The incidence of partner abuse and domestic abuse by demographic is examined here, considering the incidence by age, by income and by marital status.
The incidence of domestic assault by age in 1995 shown below was taken from the 1999 Home Office Research Study 191 (HORS 191) Domestic Violence: Findings from a new British Crime Survey self-completion questionnaire by Catriona Mirrlees-Black.
The equivalent for 2013/14 is taken from the ONS “Focus on: Violent Crime and Sexual Offences, 2013/14”, Appendix Table 4.09.
The tendency for domestic abuse to be greater the younger the age of the victim is clear, though less emphatic in 2013/14 than it was in 1995.
Confining attention to partner abuse, this is also more frequent for younger couples, though the age dependence is less strong than for all domestic abuse. (Data again taken from ONS “Focus on: Violent Crime and Sexual Offences, 2013/14”, Appendix Table 4.09)
The incidence of domestic assault in 1995 against household income is taken from Figure 4.3 of the 1999 Home Office Research Study 191 (HORS 191) Domestic Violence: Findings from a new British Crime Survey self-completion questionnaire by Catriona Mirrlees-Black.

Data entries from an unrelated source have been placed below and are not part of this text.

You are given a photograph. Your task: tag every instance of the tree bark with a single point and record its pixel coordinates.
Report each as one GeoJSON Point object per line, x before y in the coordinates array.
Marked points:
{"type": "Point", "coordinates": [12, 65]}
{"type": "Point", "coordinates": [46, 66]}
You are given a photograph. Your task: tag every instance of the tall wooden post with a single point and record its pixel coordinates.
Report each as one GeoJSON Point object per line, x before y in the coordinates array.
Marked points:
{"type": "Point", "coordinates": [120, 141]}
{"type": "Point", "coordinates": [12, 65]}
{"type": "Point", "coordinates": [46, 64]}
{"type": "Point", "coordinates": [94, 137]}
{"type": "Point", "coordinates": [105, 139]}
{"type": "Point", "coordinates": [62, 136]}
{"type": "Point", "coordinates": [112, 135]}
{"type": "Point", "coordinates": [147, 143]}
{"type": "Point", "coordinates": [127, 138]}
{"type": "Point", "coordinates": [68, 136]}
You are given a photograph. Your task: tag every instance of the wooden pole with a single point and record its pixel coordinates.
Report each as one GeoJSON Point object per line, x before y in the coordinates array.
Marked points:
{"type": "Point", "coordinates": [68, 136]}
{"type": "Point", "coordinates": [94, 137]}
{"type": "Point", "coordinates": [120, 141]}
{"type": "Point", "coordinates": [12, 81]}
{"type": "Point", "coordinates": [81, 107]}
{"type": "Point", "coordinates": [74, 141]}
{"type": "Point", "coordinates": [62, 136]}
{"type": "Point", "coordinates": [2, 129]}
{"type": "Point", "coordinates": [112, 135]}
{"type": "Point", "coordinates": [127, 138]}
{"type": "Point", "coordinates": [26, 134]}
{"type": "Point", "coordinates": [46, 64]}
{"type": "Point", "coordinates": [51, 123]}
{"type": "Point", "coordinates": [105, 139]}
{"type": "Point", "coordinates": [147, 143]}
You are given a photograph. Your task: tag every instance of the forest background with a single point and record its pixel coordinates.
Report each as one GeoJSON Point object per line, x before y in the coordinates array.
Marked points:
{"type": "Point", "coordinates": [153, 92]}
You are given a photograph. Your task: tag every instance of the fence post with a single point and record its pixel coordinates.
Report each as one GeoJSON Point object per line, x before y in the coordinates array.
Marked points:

For year 2007, the Home Office Statistical Bulletin, “Homicides, Firearm Offences and Intimate Violence 2007/08: Supplementary Volume 2 to Crime in England and Wales 2008/09 (Third Edition)”, Table 3.16, gives the following incidence of partner violence against income.
For year 2013/14, the ONS “Focus on: Violent Crime and Sexual Offences, 2013/14”, Appendix Table 4.10 gives the following data,
The preceding three histograms show that domestic or partner abuse against women is more common in the lowest socioeconomic classes. There is a similar, but weaker, tendency for male victims.
In year 2013/14, the ONS “Focus on: Violent Crime and Sexual Offences, 2013/14”, Appendix Table 4.09 indicates a very marked variation of the incidence of partner abuse according to marital status. The data relates to incidents in the previous year.
A similar pattern was found in the following year’s survey (2014/15 ONS “Focus on: Violent Crime and Sexual Offences, year ending 2015 – Bulletin Tables”, Figure 4.7). The data again relates to incidents in the previous year, not to lifetime incidents.
Remarkably, married couples account for just 5% or 6% of partner abuse. The bulk of the partner abuse is classed in the above data as “separated” or “divorced”. However, it is not entirely clear whether the abuse in question happened before or after separation/divorce. This would bear further investigation since there is a suggestion that the bulk of partner abuse might be related to the process of separation/divorce.
I do not know what the partner abuse categorised as “widowed” means. Presumably it does not refer to abuse by a ghost. I assume it must mean abuse by an ex-partner who has since died. But the data refers to the last year, so both the abuse and the perpetrator’s subsequent death must have occurred in the last year. Odd?